Non si potrà, quindi, escludere a priori che, alla scadenza dell’orario di lavoro del personale che svolge le mansioni di collaboratore scolastico, qualche alunno minore sosti ancora in prossimità del portone d’uscita della scuola, in attesa dell’arrivo del genitore ritardatario.
Il Regolamento di istituto d’ una scuola, che si ritiene opportuno non citare, non prevede alcuna misura organizzativa che possa armonizzare il diritto del collaboratore scolastico di non superare il suo ordinario orario di lavoro con il suo dovere di vigilanza sul minore, che l’ art. 2048 del codice civile pone a carico della scuola, nel tempo in cui il minore è sotto la sorveglianza del personale addetto.
L’armonizzazione di quelle due dissonanti situazioni giuridiche appare correttamente cristallizzata nel testo del Piano delle attività della scuola, piano che il Dirigente, attenendosi scrupolosamente alla procedura prevista dall’art. 6 del vigente CCNL Scuola, ha adottato sulla scorta della proposta che il Direttore dei servizi generali ed amministrativi ha avanzato, sentito il personale ATA, così come dispongono il primo ed il secondo comma dell’art. 53 dello stesso CCNL Scuola.

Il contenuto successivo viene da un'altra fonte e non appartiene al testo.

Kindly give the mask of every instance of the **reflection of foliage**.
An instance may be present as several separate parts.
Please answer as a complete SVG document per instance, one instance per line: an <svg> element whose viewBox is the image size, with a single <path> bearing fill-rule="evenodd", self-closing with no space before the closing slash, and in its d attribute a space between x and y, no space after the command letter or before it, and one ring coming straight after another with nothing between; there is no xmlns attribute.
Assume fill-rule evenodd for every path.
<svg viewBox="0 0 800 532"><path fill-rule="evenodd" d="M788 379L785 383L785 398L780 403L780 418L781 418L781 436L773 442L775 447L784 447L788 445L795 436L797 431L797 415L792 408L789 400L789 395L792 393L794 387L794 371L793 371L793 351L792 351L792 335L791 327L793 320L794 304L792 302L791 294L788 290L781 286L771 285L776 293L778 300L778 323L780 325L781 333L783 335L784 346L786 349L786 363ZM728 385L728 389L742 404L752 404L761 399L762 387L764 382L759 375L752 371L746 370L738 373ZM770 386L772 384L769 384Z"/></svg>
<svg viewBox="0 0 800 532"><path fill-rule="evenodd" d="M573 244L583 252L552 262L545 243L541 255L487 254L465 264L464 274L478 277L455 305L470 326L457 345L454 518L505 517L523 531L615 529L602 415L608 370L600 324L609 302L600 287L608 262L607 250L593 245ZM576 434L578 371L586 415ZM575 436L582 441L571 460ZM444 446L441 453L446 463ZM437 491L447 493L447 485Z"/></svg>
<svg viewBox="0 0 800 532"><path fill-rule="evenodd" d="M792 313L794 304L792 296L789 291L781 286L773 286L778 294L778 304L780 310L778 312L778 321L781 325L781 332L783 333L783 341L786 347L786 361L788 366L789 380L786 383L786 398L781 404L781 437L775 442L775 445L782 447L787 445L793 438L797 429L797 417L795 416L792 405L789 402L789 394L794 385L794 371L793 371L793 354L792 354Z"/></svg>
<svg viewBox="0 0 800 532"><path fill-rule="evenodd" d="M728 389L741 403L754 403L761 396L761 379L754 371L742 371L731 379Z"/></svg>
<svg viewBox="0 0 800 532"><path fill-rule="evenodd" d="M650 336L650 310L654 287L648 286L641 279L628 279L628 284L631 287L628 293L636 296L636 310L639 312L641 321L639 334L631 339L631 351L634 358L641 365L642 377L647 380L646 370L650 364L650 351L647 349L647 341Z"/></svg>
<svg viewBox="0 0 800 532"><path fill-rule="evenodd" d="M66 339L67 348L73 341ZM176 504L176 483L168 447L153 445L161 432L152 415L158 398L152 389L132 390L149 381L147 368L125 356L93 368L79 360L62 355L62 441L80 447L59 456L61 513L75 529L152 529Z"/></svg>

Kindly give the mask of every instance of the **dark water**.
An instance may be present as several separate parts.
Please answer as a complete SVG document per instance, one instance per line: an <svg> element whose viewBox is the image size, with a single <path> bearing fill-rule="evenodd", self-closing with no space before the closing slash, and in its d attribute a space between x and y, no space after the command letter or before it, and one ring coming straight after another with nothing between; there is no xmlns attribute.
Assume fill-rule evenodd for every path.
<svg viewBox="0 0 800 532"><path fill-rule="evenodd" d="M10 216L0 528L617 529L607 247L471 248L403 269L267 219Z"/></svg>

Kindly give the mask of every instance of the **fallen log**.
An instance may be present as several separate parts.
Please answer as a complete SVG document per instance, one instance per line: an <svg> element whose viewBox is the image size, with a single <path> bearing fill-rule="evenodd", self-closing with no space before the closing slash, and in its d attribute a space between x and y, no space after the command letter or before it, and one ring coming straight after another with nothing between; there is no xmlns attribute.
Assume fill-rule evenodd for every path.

Il Piano delle attività della scuola di cui si tratta prevede, in sostanza, un organigramma che individua nominalmente il collaboratore scolastico, o i collaboratori scolastici, che dovrebbe sorvegliare gli alunni, i cui genitori giungessero a scuola con qualche imprevedibile ritardo.
Il suddetto Piano delle attività ha previsto che i collaboratori scolastici recuperino il tempo impegnato nella vigilanza dei minori, oltre l’orario canonico, con le modalità previste dall’art. 54 del su menzionato CCNL Scuola, il quale dispone che le ore eccedenti l’orario di servizio, regolarmente autorizzate, debbano essere recuperate anche in forma di ore e/o giorni di riposo compensativo, in luogo della retribuzione.
La legalità formale e sostanziale delle su riferite disposizioni organizzative in materia di orario di lavoro è assicurata dal rispetto della procedura che l’art. 6 del già citato CCNL Scuola prescrive per la redazione del Piano delle attività, nella trasposizione formale che il predetto articolo 6 ha ricevuto nel testo dall’art. 22 del CCNL Istruzione e ricerca del 19 aprile 2018, precedentemente citato.
Le stesse considerazioni valgono anche per il caso in cui lo sforamento dell’orario di servizio del collaboratore scolastico fosse ascrivibile al ritardo dell’arrivo a scuola dello scuolabus.
La responsabilità dell’arrivo in ritardo dello scuolabus, in verità, grava sul conducente del mezzo di trasporto collettivo, il quale normalmente è legato da un determinato rapporto di lavoro, o di concessione, con l’ Amministrazione comunale o provinciale, in relazione al grado dell’ordine scolastico al quale appartiene la scuola considerata. Pertanto, il Regolamento di istituto non potrà prevedere misure disciplinari a carico del conducente dello scuolabus.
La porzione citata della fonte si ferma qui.